Iranian Foreign Minister Mohammad Javad Zarif warned against an arms race in the Middle East, confirming that the United States has turned the Gulf into a "tinderbox ready to blow up" by selling weaponry to certain regional countries.

Zarif, who is on an official visit to Qatar, made the remarks in an exclusive interview with the Doha-based television network Al Jazeera on Monday.

"The US [sold] $50bn worth of weapons to the region last year. Some of the countries in the region with less than a third of our population spend $87bn on military procurement. Let's make a comparison; Iran spent last year $16bn on all its military with almost one million people in the army," the top Iranian diplomat said.

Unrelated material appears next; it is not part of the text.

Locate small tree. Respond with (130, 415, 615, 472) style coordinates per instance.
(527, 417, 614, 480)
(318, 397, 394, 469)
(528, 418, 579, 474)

He further added: "The UAE with a total population of one million spent $22bn, Saudi Arabia spent $87bn. If you are talking about threats coming from the region, the threats are coming from the US and its allies who are pouring weapons in the region, making it a tinderbox ready to blow up.”

Pointing to a recent US decision to form a naval coalition with the declared aim of protecting commercial shipping in the Gulf, Zarif went on to say that the presence of more warships in the region would only lead to more insecurity.

"This is a tiny body of water and the more foreign naval vessels you have in this body [of] water the less secure it is for everybody. Based on experience, the presence of US and foreign naval fleet in the Persian Gulf has never produced security," he said.

"We have sad memories of a US ship downing an Iranian airliner in 1988 [and] killing 290 passengers. We believe the best the Americans can do for protection of maritime navigation is to just leave people alone. Don't interfere, this is a hostile act against Iran and I don't believe [it would have] any other impact other than insecurity," he noted.

In a meeting with his Qatari counterpart, Mohammed bin Abdulrahman Al Thani, held earlier in the day, Zarif strictly renounced the idea of foreign military presence in the Persian Gulf as a "failure in advance" and said the move would further complicate the situation in the region.